The Inquiry’s terms of reference require me to assess the impact of any inadequacies in the planning and preparation by the emergency services, and in the emergency response. This includes whether any inadequacies undermined the ability of the response to save life or contributed to the extent of the loss of life.1
For this reason, most of Volume 2 is focused on what went wrong on the night of 22nd May 2017. That does not mean that I have ignored the evidence of what went well.
The heroism shown by very many people that night is striking. Considerable bravery was shown by members of the public who were visiting the building, those who were employed to work at the Victoria Exchange Complex and personnel from the emergency services.

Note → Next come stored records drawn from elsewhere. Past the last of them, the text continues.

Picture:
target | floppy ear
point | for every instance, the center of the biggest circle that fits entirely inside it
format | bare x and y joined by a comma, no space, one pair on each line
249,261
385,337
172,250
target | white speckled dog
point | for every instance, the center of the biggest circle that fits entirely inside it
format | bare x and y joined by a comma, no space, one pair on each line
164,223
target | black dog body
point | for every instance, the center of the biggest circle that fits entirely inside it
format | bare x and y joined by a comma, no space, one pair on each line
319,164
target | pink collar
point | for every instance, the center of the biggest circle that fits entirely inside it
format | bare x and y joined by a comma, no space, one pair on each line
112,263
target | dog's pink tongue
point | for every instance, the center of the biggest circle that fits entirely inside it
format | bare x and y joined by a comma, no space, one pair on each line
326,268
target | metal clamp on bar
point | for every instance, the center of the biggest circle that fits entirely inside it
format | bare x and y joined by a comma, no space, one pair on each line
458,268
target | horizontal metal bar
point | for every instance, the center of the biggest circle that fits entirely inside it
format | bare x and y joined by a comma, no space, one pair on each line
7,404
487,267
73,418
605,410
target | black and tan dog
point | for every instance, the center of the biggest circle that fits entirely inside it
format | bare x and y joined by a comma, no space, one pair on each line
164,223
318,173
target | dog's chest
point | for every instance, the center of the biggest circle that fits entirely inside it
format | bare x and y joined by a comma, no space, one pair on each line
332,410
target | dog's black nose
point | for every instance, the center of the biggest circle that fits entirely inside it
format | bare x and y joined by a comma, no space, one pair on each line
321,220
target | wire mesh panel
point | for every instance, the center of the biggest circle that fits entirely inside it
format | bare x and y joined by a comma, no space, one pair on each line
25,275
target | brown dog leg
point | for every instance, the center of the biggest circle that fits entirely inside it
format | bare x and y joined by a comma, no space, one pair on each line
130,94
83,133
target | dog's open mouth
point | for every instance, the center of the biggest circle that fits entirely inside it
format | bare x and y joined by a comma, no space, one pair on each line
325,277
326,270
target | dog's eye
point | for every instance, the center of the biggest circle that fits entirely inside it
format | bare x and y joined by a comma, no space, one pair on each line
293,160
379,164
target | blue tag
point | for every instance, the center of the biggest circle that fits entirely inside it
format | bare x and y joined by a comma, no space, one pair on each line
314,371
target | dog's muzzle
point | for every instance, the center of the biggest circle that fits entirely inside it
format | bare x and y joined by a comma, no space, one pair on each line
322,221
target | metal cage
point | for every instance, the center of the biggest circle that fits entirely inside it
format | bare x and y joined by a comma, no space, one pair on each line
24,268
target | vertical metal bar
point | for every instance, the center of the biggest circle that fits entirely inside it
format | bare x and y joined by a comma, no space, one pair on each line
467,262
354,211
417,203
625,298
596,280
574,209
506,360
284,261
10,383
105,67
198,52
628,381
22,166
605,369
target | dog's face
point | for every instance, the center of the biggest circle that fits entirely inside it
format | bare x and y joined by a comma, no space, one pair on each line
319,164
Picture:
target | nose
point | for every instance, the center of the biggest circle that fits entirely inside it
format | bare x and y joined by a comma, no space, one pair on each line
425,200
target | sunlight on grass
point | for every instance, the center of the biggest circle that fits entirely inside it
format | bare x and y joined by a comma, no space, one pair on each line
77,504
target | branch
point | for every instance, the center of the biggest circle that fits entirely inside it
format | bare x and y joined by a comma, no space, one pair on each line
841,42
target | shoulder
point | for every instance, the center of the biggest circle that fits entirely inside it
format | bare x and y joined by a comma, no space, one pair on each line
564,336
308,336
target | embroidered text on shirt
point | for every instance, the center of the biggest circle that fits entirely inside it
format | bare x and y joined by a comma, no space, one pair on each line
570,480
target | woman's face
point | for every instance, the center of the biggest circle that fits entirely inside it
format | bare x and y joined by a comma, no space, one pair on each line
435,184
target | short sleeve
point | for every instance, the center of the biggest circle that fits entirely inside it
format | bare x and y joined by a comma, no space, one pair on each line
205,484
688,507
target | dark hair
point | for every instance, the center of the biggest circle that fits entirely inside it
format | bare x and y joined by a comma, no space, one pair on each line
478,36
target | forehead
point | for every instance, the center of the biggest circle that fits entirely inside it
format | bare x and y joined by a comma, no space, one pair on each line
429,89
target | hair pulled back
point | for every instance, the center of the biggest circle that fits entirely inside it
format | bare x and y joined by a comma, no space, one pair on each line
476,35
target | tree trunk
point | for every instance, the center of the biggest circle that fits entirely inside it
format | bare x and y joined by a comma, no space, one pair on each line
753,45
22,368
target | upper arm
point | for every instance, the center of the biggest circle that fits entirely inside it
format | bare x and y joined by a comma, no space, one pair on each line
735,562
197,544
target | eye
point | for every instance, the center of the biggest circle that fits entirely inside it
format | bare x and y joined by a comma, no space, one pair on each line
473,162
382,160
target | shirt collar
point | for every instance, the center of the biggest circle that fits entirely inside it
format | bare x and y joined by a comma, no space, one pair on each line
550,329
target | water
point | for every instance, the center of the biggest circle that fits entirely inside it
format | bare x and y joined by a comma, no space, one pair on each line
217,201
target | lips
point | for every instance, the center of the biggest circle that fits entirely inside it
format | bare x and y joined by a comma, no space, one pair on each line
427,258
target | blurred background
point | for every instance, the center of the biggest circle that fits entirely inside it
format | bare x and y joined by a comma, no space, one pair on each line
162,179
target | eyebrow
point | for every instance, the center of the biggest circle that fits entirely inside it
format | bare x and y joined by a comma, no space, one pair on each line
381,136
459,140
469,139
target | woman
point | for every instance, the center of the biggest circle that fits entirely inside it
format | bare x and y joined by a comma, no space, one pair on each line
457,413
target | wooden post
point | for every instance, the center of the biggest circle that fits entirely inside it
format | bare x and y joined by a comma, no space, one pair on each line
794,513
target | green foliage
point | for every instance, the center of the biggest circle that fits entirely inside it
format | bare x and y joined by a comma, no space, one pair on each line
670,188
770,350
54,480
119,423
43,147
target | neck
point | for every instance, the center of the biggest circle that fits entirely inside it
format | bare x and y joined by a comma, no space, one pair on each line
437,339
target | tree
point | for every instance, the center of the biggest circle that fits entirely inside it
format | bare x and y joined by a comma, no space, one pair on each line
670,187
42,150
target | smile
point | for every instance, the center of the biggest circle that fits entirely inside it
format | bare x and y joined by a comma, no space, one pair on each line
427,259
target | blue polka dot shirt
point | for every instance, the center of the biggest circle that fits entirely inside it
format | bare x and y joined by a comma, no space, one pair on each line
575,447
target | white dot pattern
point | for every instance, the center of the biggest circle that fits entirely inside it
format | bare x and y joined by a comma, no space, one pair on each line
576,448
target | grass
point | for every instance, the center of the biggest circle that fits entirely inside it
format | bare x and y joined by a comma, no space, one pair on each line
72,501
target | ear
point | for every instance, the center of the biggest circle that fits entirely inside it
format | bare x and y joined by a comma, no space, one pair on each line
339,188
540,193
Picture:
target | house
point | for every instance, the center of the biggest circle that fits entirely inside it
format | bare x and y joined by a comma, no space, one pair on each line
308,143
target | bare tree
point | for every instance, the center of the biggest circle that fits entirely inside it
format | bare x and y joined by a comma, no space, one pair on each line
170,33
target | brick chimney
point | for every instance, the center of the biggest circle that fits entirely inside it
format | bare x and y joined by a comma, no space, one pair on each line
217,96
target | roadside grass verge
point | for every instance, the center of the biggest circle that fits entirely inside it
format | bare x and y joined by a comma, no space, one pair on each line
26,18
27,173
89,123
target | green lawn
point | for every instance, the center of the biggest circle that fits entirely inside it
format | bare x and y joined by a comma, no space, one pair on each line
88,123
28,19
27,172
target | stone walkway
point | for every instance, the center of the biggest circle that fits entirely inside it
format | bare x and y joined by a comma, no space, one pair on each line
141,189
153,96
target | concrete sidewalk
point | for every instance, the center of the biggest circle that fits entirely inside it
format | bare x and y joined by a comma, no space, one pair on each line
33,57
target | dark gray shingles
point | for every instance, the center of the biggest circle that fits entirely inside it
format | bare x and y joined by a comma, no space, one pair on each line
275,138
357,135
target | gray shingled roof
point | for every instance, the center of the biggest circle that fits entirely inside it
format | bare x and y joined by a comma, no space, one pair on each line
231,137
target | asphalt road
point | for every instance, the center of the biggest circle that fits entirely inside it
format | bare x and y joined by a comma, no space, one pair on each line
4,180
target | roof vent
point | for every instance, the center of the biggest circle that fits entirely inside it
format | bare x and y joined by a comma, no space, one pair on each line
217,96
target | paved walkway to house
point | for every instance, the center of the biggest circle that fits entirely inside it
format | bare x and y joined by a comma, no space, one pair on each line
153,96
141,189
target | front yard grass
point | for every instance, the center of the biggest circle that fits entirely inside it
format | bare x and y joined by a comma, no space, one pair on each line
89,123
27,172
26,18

I have seen the terrible footage from the CCTV and body‑worn video cameras of the scene of devastation in the City Room. The description of that area as being like a “war zone” was used by a number of witnesses.2 That is an accurate description.
To enter the City Room or remain there to help victims required great courage. Nothing I say in this Volume of my Report is intended to diminish that fact. I pay tribute to all those who selflessly went to the aid of others.

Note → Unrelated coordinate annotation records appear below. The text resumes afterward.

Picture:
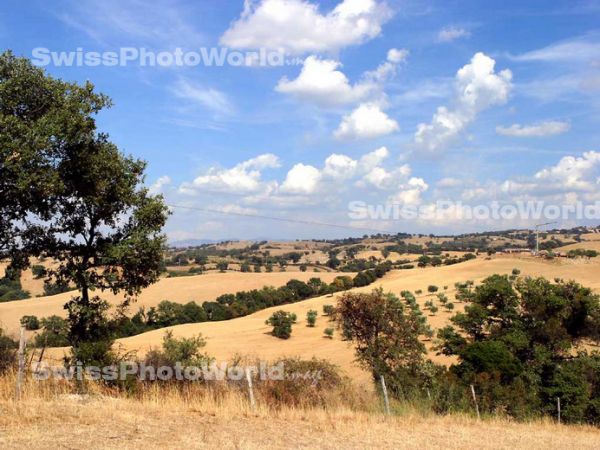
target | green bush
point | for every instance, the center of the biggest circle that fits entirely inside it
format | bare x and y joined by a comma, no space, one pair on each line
311,317
186,351
38,271
282,321
30,323
8,352
55,331
328,310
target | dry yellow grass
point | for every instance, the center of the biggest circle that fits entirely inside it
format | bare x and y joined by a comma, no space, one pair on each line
171,419
182,289
250,336
586,245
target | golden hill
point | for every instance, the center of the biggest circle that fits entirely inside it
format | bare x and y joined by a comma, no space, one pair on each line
251,336
198,288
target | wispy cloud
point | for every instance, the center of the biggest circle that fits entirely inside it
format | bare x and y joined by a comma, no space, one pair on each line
162,23
540,129
582,49
452,33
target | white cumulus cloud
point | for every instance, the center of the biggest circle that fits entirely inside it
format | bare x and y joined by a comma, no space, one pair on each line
365,122
323,83
541,129
477,87
244,177
298,27
301,179
451,33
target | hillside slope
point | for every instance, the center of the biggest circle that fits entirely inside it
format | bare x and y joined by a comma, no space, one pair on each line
198,288
251,336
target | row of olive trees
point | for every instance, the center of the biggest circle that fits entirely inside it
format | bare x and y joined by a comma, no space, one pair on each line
67,193
518,342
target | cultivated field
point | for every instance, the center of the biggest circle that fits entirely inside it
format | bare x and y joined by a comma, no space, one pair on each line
197,288
250,336
200,422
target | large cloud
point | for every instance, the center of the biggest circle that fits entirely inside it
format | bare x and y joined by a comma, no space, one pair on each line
244,177
321,82
298,26
477,88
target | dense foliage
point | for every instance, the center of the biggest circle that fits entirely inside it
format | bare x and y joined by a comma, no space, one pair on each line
518,340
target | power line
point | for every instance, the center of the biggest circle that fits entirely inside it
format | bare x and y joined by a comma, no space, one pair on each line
278,219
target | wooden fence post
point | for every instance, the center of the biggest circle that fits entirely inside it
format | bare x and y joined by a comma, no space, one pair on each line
21,362
250,389
475,401
386,399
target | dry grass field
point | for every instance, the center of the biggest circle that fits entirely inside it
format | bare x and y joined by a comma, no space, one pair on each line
49,417
198,288
105,422
585,245
250,335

In addition to the individual acts of courage, there were some parts of the emergency response that worked well. Notwithstanding the concerns I expressed in Volume 1 about the conduct of some in the period before the explosion, British Transport Police (BTP) officers who were present in the Victoria Exchange Complex at the time of the explosion responded immediately and rushed to the City Room. More BTP officers from elsewhere mobilised urgently. Greater Manchester Police (GMP) also mobilised a very significant number of firearms officers and unarmed officers. There were more than sufficient rank and file police officers from both GMP and BTP to assist with the response.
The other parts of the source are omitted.